For what it's worth, while I was no fan of George W. Bush, I wouldn't automatically dismiss or criticize everything he said or did either.
At very first I supported the war in Iraq because I felt that those people deserve a better leader than Saddam Hussein.
But then I realized George, like Ronald Moore's cylons, really had no plan at all. #v
@Motoki: Saying someone is paranoid, and that's why they like a show is a personal comment. Don't worry about it.
I didn't figure you were a fan of GWB, I just wonder if when people made negative comments about him, you got just as upset with them over it as any of my comments about Obama.
@cylon_conspiracy: Okay, you're not paranoid. Obama is out to destroy the world. *eyeroll*
I'm not upset about George Bush or Obama. They are adults and can take care of themselves. I am sure they will both be just fine and are well used to being criticized.

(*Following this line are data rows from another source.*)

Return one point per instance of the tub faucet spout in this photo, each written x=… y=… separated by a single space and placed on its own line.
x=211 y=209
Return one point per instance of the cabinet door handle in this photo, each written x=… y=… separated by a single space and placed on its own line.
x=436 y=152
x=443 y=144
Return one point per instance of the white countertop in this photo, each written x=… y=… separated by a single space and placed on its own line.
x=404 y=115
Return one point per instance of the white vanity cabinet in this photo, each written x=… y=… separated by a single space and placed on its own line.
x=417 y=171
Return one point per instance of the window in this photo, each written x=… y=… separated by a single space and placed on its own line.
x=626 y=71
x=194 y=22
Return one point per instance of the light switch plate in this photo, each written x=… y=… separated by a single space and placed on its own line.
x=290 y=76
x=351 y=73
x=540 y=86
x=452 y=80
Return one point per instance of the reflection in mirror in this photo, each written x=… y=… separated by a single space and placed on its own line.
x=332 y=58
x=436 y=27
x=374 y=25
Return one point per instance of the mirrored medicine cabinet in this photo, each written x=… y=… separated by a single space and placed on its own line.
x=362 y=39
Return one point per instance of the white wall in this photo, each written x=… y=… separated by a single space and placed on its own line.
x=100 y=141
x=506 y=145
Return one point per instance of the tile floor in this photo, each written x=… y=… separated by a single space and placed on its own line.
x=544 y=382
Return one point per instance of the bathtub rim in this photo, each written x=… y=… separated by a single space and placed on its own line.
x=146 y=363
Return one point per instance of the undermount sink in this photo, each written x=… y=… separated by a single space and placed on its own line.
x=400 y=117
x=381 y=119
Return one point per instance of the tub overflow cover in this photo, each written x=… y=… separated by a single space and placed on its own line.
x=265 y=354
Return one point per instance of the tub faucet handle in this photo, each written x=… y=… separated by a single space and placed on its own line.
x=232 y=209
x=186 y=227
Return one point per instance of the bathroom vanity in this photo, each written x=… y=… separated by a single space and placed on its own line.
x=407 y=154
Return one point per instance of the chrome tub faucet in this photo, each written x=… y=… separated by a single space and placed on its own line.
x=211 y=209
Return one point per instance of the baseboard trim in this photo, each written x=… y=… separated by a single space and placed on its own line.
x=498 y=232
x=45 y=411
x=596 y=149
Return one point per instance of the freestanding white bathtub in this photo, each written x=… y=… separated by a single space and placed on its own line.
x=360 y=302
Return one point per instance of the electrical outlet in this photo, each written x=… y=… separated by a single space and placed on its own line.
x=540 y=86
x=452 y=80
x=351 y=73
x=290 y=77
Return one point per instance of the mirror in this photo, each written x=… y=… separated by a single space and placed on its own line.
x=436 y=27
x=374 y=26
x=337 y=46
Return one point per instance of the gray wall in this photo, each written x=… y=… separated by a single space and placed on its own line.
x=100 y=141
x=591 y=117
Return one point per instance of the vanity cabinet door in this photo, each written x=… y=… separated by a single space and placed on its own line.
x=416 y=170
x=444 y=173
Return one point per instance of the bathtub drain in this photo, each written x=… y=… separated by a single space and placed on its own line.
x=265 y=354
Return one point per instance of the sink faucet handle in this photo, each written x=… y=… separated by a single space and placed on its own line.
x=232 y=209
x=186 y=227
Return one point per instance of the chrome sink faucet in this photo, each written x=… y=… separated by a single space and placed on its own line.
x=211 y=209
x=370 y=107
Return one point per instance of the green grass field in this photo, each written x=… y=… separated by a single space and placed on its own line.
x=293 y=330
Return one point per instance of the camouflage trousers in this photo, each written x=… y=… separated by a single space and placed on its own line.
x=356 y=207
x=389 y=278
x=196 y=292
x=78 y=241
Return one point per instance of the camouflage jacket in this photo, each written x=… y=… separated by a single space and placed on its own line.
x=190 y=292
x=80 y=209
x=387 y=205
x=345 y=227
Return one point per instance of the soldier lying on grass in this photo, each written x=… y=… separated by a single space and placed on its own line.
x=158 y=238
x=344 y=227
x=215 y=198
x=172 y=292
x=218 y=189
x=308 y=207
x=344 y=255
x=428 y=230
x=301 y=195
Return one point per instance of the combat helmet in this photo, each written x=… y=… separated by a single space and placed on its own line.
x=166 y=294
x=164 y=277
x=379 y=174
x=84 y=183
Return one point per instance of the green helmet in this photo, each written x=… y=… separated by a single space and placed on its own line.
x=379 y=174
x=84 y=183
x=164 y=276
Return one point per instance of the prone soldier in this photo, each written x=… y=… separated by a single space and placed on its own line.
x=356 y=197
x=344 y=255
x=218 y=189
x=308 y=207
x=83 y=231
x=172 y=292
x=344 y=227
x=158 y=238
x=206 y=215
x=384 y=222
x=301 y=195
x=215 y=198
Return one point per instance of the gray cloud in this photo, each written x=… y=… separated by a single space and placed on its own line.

I don't really care, I just don't want to be slapped in the face with over the top blatantly obvious political allegory from EITHER side (I wasn't a fan of the Battlestar Iraqtica story ark on BSG either and that was anti-Bush). For one it ruins my suspension of disbelief and for another if I want to hear that I will watch the news.
I'd rather draw my own parallels than having them force fed to me, even yes ones I agree with.
I also think it's a ridiculous over generalization to say everyone associated with entertainment media is uber liberal and would never produce an anti-liberal allegory piece. There's all types out there. Including yes in the entertainment business.
Now go on and have the last word. You clearly need to have it. #v
@Motoki: Thanks for that last word. Several times now you have said that I have said, "everyone" "all". I did NOT say that. I said "MANY". Which leads me to believe you aren't really reading my comments. "With so MANY creatives in Hollywood".
I keep pointing out what my original words were, and you keep saying that I said "all". Read it again until it sinks in that I never said what you keep saying.
I don't trust Obama. You are free to. Not trusting a president does not mean you think they are out to destroy the world. I sure don't think he has America's best interests at heart though. But, he is the freaking president of the United States, yes he can handle the criticism, and I don't think comments on a sci-fi message board are going to bother him all that much.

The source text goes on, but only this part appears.